Stephen Hinton is the Avalon Foundation Professor in the Humanities at Stanford University, Professor of Music and, by courtesy, of German. From 2011-15 he served as the Denning Family Director of the Stanford Arts Institute. From 2006–2010 he was Senior Associate Dean for Humanities & Arts, and from 1997–2004 and in 2020-21 chairman of the Department of Music. Before moving to Stanford, he taught at Yale University and, before that, at the Technische Universität Berlin. His publications include The Idea of Gebrauchsmusik (1989); Kurt Weill: The Threepenny Opera for the series Cambridge Opera Handbooks (1990); the critical editions of Die Dreigroschenoper (2000) and Happy End (2020) for the Kurt Weill Edition; Kurt Weill, Gesammelte Schriften (edited with Jürgen Schebera, 1990, and issued in 2000 in an expanded second edition); and the edition of the Symphony Mathis der Maler for Paul Hindemith’s Collected Works (1991).

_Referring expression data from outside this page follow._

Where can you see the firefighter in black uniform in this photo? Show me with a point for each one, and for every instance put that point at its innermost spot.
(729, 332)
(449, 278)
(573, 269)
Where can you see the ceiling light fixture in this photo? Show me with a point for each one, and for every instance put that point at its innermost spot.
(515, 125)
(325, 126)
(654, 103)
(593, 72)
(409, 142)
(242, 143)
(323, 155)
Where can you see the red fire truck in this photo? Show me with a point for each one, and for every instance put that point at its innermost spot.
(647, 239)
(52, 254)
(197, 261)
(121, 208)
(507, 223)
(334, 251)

He has published widely on many aspects of modern German music history and theory, with contributions to publications such as Handwörterbuch der musikalischen Terminologie, New Grove Dictionary of Music and Musicians, Musik in Geschichte und Gegenwart, and Funkkolleg Musikgeschichte. He has also served as editor of the journal Beethoven Forum. Recent articles include “Beauty” (with Nick Zangwill) for The Oxford Handbook of Western Music and Philosophy (2020); “Music in the Age of Mechanical Reproduction and the Historiography of the Middle” for The Oxford Handbook of Music and the Middlebrow (2023); and “Weill's Cinematic Imagination” for The Works of Kurt Weill: Transformations and Reconfigurations in 20th-Century Music (2023). His monograph Weill’s Musical Theater: Stages of Reform (UC Press, 2012), which won the 2013 Kurt Weill Prize for distinguished scholarship in musical theater, has been published in a revised German edition as Kurt Weills Musiktheater: Vom Songspiel zur American Opera (Suhrkamp, 2023). Together with the St. Lawrence String Quartet, he produced the series of edX online courses called Defining the String Quartet focusing on the music of Haydn (2016) and Beethoven (2019).